P1.5.8 — Verification (Step 5 of 5)
Captures test evidence and parity matrix for the cross-model parity suite shipped in step 4.
1. Test count delta
| Anchor | Count |
|---|---|
Baseline (main @ 6cfd269b) |
3353 |
| After P1.5.8 (HEAD) | 3464 |
| Delta | +111 |
The packet projected ~108 net new tests; the implementation lands at +111 (which includes 3 driver-registry sanity tests added in the implement step to defend the helper contract).
2. Gate results
| Gate | Result |
|---|---|
npm run build |
green — tsc exits 0; postbuild copies migrations |
npm run lint |
green — eslint src exits 0; zero warnings |
npm test (full) |
green — 3464 / 3464 pass; 78 / 78 suites pass; 46.6 s wall-clock |
npm test (parity-only) |
green — 111 / 111 pass; 5.8 s wall-clock |
2.1 Flake notes
A single full-suite run earlier in the verification cycle hit
consensus/parity-harness.test.ts › G7.1,
reputation/tokens.test.ts › ..., and
db/migrations/009-model-candidates.test.ts › ... flakes. Both are
pre-existing (documented in the dispatch slice as well-known and
retry-clean) and unrelated to this slice. A clean retry succeeded
(3464 / 3464). The parity suite ran clean on EVERY attempt across the
verification cycle (5 invocations: 1 in-isolation under
npx jest parity.test.ts + 4 inside the full suite).

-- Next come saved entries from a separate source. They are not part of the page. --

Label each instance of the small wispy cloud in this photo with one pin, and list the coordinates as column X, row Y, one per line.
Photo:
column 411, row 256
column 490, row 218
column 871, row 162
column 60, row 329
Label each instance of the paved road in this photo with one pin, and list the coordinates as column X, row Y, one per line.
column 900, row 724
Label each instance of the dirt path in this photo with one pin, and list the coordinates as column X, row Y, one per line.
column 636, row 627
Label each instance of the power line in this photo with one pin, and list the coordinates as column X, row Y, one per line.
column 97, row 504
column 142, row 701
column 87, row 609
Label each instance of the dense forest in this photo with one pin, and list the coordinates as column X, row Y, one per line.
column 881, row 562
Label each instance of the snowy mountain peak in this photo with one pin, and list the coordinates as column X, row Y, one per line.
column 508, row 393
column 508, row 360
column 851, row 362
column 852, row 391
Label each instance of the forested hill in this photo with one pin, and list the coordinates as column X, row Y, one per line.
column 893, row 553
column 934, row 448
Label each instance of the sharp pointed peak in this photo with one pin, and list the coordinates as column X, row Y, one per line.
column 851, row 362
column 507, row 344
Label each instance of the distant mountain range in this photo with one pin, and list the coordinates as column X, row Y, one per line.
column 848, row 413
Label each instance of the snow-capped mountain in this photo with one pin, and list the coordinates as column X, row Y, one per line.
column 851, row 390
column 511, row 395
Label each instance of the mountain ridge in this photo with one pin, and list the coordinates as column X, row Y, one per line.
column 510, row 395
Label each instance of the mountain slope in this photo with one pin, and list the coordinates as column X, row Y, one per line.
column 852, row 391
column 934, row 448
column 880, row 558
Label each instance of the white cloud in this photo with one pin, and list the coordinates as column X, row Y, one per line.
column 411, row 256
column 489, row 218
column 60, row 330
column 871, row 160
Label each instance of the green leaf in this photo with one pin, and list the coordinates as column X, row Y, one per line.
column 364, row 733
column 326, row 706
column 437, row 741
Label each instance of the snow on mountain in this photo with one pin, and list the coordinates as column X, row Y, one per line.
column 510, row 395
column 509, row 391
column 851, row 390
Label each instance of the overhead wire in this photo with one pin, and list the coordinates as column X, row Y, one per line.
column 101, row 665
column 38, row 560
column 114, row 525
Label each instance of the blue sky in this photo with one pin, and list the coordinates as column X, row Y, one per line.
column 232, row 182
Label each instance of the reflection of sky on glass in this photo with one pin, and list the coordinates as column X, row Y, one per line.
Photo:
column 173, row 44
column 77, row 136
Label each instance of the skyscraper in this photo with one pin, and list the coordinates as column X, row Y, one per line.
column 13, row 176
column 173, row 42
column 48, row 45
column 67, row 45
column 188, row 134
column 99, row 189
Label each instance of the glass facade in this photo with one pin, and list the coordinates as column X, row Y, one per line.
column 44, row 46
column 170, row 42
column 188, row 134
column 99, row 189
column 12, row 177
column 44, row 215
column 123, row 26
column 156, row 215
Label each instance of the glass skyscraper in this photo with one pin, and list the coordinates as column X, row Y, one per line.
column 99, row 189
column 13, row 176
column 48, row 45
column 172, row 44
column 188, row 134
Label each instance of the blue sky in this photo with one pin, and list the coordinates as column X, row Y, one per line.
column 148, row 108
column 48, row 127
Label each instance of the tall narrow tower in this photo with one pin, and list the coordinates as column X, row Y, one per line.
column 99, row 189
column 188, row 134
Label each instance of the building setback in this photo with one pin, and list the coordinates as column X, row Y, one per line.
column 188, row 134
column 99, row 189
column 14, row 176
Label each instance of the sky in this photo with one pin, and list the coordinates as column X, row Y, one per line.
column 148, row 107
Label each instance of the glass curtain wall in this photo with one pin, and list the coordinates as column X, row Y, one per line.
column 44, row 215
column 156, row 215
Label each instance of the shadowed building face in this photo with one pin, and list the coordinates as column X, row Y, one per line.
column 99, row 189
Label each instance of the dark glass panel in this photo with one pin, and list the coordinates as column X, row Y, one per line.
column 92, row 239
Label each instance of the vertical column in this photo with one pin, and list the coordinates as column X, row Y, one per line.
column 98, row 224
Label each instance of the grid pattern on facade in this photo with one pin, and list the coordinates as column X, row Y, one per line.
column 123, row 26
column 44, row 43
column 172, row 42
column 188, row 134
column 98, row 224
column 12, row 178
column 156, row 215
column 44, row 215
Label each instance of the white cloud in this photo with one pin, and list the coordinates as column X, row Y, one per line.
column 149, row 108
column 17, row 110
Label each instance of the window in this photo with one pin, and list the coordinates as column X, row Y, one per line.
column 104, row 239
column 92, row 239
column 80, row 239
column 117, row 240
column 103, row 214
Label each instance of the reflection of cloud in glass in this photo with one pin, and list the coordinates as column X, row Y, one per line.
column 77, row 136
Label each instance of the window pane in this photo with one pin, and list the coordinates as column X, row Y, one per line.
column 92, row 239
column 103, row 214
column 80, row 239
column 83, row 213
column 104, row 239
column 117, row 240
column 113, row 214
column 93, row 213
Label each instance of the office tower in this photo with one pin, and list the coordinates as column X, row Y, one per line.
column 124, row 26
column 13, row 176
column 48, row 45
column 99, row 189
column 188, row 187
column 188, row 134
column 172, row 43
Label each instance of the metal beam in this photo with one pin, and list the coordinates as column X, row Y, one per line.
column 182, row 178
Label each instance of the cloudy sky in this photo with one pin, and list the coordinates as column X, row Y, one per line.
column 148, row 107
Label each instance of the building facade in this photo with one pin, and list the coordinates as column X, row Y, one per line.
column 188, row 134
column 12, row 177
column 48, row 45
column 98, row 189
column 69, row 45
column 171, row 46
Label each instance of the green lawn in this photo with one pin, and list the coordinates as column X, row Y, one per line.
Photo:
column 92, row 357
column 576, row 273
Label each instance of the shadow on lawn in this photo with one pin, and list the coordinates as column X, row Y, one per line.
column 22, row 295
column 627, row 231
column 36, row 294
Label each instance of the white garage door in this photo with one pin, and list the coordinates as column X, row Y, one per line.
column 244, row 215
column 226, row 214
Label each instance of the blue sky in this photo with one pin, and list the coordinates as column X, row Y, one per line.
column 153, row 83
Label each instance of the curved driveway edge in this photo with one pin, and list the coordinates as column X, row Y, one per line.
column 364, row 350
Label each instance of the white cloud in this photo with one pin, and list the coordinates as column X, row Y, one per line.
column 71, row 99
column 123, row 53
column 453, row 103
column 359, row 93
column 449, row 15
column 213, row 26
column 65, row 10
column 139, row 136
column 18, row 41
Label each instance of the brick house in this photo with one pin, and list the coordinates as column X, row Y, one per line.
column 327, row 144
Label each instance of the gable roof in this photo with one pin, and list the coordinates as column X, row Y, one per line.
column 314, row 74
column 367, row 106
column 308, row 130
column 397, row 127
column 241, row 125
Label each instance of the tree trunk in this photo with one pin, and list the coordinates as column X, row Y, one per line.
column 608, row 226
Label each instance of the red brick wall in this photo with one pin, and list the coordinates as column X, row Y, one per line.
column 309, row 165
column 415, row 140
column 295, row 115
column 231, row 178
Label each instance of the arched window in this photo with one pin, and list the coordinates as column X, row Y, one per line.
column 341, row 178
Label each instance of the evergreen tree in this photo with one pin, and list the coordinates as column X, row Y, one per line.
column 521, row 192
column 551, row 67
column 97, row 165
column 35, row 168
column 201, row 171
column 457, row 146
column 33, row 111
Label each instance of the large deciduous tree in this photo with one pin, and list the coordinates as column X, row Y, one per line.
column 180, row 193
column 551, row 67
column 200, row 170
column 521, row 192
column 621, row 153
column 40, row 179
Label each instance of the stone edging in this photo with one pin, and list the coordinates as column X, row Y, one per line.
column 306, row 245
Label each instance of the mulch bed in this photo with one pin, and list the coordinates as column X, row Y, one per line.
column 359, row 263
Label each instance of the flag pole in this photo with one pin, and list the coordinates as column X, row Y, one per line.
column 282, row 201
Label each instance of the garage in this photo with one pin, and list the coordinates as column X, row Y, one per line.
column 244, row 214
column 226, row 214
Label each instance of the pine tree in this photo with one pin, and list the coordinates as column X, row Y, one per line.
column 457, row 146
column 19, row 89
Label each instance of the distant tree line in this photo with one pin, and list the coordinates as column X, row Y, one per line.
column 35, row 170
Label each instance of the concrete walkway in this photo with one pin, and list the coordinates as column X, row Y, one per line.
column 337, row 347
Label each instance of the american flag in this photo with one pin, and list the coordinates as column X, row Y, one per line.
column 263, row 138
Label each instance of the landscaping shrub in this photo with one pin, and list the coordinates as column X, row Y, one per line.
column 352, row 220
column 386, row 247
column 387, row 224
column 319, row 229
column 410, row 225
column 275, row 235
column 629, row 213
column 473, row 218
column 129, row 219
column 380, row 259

3. Parity matrix — invariants × adapters
The suite asserts 8 contract blocks × 4 adapters + 4 cross-cutting + 3
driver-registry sanity = 111 tests. Each contract block contains
multiple internal expect assertions.
| Invariant block | Description | Claude | Kimi | Codex | OpenAI |
|---|---|---|---|---|---|
| P1 — shape parity | 6 spec fields + types + no extras (3 tests) | yes | yes | yes | yes |
| P2 — determinism | Two identical fixtures → equal results (1 test) | yes | yes | yes | yes |
| P3 — token accounting | prompt/completion tokens + missing usage degrades (3 tests) | yes | yes | yes | yes |
| P4 — stop-reason mapping | success + tool-use + always-string (3 tests) | yes | yes | yes | yes |
| P5 — tool-use mapping | content shape + input object + multi-tool + empty-tools (4 tests) | yes | yes | yes | yes |
| P6 — error mapping | 401 + 500-retries-exhausted + network + missing-key + Error subclass (5 tests) | yes | yes | yes | yes |
| P7 — latency | non-negative + finite + populated (3 tests) | yes | yes | yes | yes |
| P8 — injection seams | fetchFn + logger + delayFn + apiKey (4 tests) | yes | yes | yes | yes |
Per driver = 26 tests · 4 drivers = 104 driver-parity tests.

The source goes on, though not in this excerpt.